OK, so I'm on a theme here.
The concepts around private clouds have been introduced and discussed, and there are even a few large enterprises who have declared they're building one.
I'm now very interested in looking at the operational impact -- going from IT topic to IT topic -- and seeing how familiar discussions change radically -- and for the better -- when thinking about private clouds.
The last post was about securing the private cloud; this one's about backup.
And, as we'll see, how we think about something as familiar (and essential) as backup might be up for some wonderful re-thinking in this world.
Private Clouds In 30 Seconds
Every application running in a virtual container.
Cloud-like management style, but with the control that IT needs.
No impact on existing applications and information -- as long as they're running in a virtual machine.
Option to federate with compatible service providers.
Basically, everything that's so attractive about clouds with what enterprise IT needs to get the job done.
More here. And here. And here.
What Makes Backup Interesting In This World?
Most people think of backup in physical terms: backup THAT server there to THAT backup device over there, using THAT backup server -- or something similar.
Now, put everything in a virtual machine. That's right, everything.
Not only applications and desktops, but backup clients as well.

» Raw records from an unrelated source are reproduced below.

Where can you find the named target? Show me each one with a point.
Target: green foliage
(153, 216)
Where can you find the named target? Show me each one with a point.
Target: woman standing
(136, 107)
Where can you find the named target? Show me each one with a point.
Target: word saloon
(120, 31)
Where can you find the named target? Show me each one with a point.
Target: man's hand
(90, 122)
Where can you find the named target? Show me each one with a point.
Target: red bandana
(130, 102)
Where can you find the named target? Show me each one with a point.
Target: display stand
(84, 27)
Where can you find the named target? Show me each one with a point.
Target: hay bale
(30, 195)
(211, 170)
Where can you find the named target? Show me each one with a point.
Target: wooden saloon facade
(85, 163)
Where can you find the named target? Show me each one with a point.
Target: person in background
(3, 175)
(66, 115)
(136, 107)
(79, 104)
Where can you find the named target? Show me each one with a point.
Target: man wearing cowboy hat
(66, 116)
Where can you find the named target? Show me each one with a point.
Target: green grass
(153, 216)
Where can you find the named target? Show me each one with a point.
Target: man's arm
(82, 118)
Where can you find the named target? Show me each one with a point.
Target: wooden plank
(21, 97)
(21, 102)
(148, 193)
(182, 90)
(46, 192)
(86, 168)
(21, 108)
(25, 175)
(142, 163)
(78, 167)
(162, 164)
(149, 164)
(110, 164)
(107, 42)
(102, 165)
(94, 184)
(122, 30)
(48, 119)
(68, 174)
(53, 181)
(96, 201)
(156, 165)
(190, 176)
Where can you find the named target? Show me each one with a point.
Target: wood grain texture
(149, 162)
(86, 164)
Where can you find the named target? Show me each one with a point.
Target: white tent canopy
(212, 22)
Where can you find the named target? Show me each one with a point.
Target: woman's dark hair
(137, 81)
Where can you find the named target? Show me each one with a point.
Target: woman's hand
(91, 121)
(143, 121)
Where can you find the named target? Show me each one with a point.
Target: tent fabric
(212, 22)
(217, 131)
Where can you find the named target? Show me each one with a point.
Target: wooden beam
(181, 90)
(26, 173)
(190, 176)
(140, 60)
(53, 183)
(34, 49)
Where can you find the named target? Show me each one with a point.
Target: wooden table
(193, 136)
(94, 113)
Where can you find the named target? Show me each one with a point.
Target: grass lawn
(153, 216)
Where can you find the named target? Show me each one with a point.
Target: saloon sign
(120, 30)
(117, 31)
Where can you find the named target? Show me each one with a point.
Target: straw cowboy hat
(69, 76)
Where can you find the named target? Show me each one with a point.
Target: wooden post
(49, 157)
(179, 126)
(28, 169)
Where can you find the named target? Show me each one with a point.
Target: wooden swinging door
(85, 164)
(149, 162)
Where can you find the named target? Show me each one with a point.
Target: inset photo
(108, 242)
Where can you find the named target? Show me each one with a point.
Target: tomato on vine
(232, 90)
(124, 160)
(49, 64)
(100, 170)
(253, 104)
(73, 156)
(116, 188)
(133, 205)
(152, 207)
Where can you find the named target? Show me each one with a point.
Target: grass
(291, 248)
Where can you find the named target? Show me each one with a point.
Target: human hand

As a matter of fact, why not virtualize the backup server software itself, like EMC Avamar does?
Imagine these various virtual machines floating amongst a pool of virtualized servers, network and storage.
They're all using vSphere to load balance, scale up and down.
Perhaps they're using DPM (distributed power management) to turn off servers that aren't being used right now,
Or maybe they're using vSphere's sexy new fault tolerance feature to run in an uber-HA mode.
Of course, all of these dynamic entities are attached to a single, very large storage space that provides the full range of media choices, dynamic tiering and QoS across the board, thin provisioning, spin-down, scale-out, etc.
Nice picture.
Going a bit further, imagine some of these virtual machines running on the pooled infrastructure you own, and just maybe some of it on infrastructure you rent.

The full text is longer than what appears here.